Larry Swedroe, who is considered one of the most respected market researchers, believes that Warren Buffett’s investment style is no longer working well.
It reports the number of professional Wall Street firms and hedge funds now participating in the market.
“Warren Buffett was generally considered the greatest stock picker of all time. And what we’ve learned in academic research is that Warren Buffett really wasn’t a great stock picker,” Swedroe told CNBC’s “ETF Edge” this week. “What Warren Buffett’s ‘secret sauce’ was, he figured out 50, 60 years before all the academics what these factors were that allowed you to earn outsized returns.”
Swedroe said index funds can help investors trying to emulate Buffett’s performance.
“[Investor] Cliff Asness and the team at AQR did excellent research and showed that the leverage that Buffett applied through his reinsurance company revealed. If you bought a stock index that had the same characteristics, you would have essentially matched Buffett’s returns,” Swedroe said. “Now, any investor can own through ETFs or mutual funds the same types of stocks that Buffett has bought through companies that applied this academic research — companies like Dimensional, AQR, Bridgeway, BlackRock, Alpha Architect and some others”.
Swedroe is the author and co-author of nearly 20 books — including “Enrich Your Future – The Keys to Successful Investing,” which was released in February.

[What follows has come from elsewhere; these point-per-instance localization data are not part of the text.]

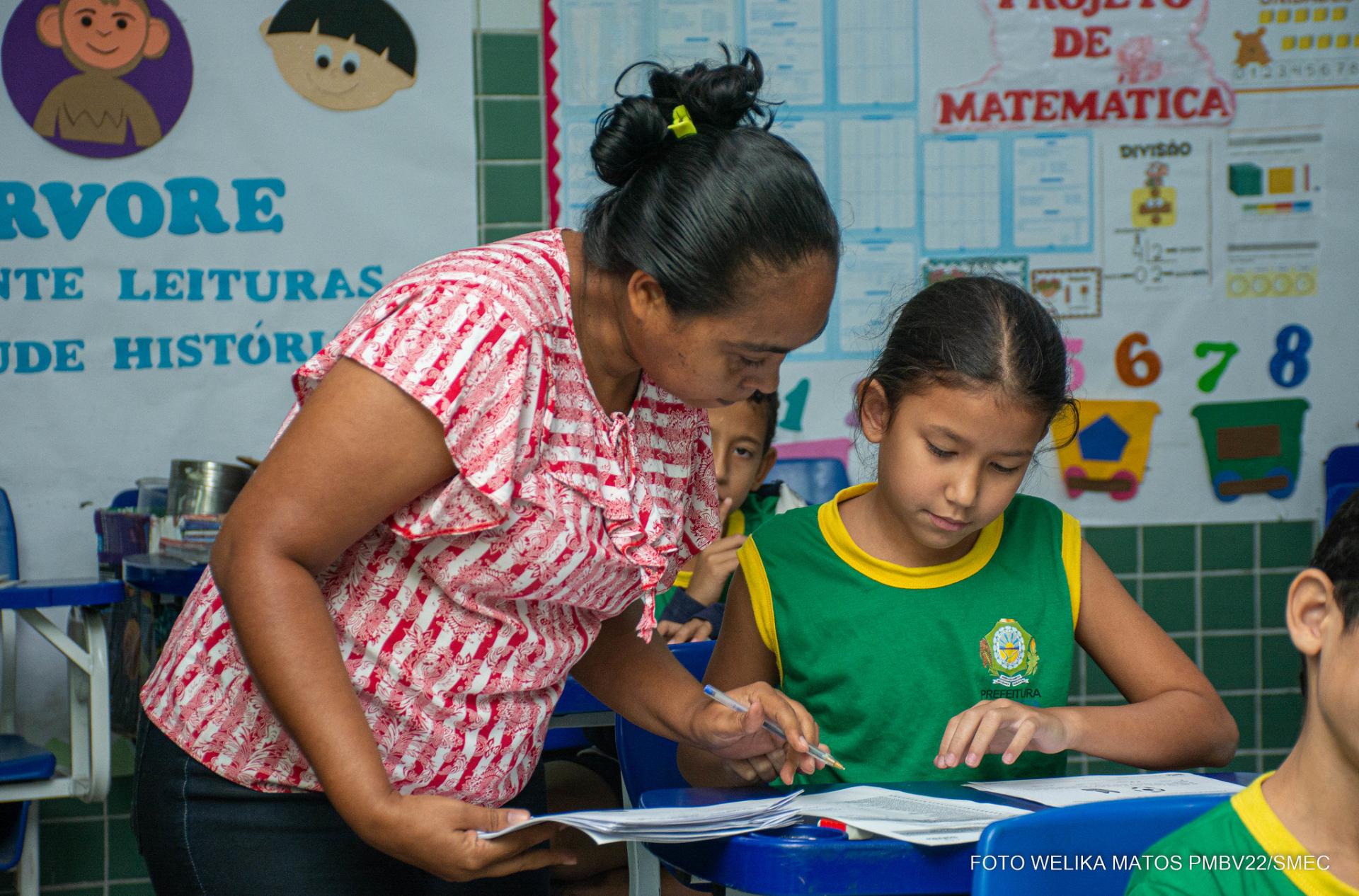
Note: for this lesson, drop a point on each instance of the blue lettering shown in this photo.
(120, 208)
(252, 205)
(66, 351)
(64, 285)
(71, 217)
(17, 202)
(193, 199)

In an email to CNBC, he called it “a collection of stories and analogies … that help investors understand how markets really work, how prices are set, why it’s so hard to consistently outperform through active management [stock picking and market timing,] and how human nature leads us to make investment mistakes [and how to avoid them].”
During his interview on “ETF Edge,” Swedroe added that investors can also benefit from momentum trading. He argues that market timing and stock selection often do not affect long-term success.

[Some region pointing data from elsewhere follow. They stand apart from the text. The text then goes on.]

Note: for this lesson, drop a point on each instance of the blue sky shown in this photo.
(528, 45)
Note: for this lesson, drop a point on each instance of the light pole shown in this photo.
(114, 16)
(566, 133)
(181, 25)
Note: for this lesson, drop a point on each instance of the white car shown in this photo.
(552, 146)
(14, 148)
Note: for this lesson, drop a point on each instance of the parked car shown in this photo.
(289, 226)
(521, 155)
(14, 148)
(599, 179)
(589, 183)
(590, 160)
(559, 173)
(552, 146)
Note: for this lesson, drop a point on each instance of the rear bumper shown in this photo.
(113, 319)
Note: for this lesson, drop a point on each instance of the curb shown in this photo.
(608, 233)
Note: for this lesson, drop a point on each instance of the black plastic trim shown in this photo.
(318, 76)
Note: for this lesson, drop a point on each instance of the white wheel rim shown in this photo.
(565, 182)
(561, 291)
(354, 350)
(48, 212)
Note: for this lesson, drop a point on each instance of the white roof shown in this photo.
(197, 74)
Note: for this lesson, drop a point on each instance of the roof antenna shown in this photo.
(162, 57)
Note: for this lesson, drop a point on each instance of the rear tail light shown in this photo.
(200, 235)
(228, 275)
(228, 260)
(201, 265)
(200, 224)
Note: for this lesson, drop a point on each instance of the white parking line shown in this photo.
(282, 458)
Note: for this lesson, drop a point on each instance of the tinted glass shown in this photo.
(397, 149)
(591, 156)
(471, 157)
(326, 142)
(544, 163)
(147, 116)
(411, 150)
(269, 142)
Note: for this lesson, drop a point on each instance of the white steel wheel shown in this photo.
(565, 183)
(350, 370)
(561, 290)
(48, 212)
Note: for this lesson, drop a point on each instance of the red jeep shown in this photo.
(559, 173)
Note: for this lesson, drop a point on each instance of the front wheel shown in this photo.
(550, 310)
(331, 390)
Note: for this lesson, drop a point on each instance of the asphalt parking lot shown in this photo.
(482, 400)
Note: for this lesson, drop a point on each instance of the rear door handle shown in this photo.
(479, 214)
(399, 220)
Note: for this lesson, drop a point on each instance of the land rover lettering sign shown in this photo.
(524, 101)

“Momentum is definitely a factor that has worked over the long term, although it goes through some big periods where everything else underperforms. But momentum works,” said Swedroe, who is also head of economic and financial research at Buckingham Wealth Partners . . “It’s purely systematic. Computers can run it, you don’t have to pay big fees, and you can access it with cheap momentum.”
In his latest book, Swedroe likens the stock market to sports betting and active managers to bookies. It suggests that the more investors “play”—or invest—the more likely they are to underperform.
“Wall Street needs you to trade a lot so they can make a lot of money on bid-ask spreads. Active managers make more money by making you think they’re likely to outperform,” Swedroe said. “It’s practically impossible mathematically for that to happen because they just have higher expenses, including higher taxes. They just need you to play, and so, you know, that’s why they tell you that active management is the winner’s game.”
“Stupid Retail Money”
He sees active management becoming more effective at attracting emotional investors – whom he calls “dumb retail money”.
“[Emotional investors] do it badly [that] they underperform the very funds they invest in because they pick the wrong stocks and time the market wrong,” Swedroe said.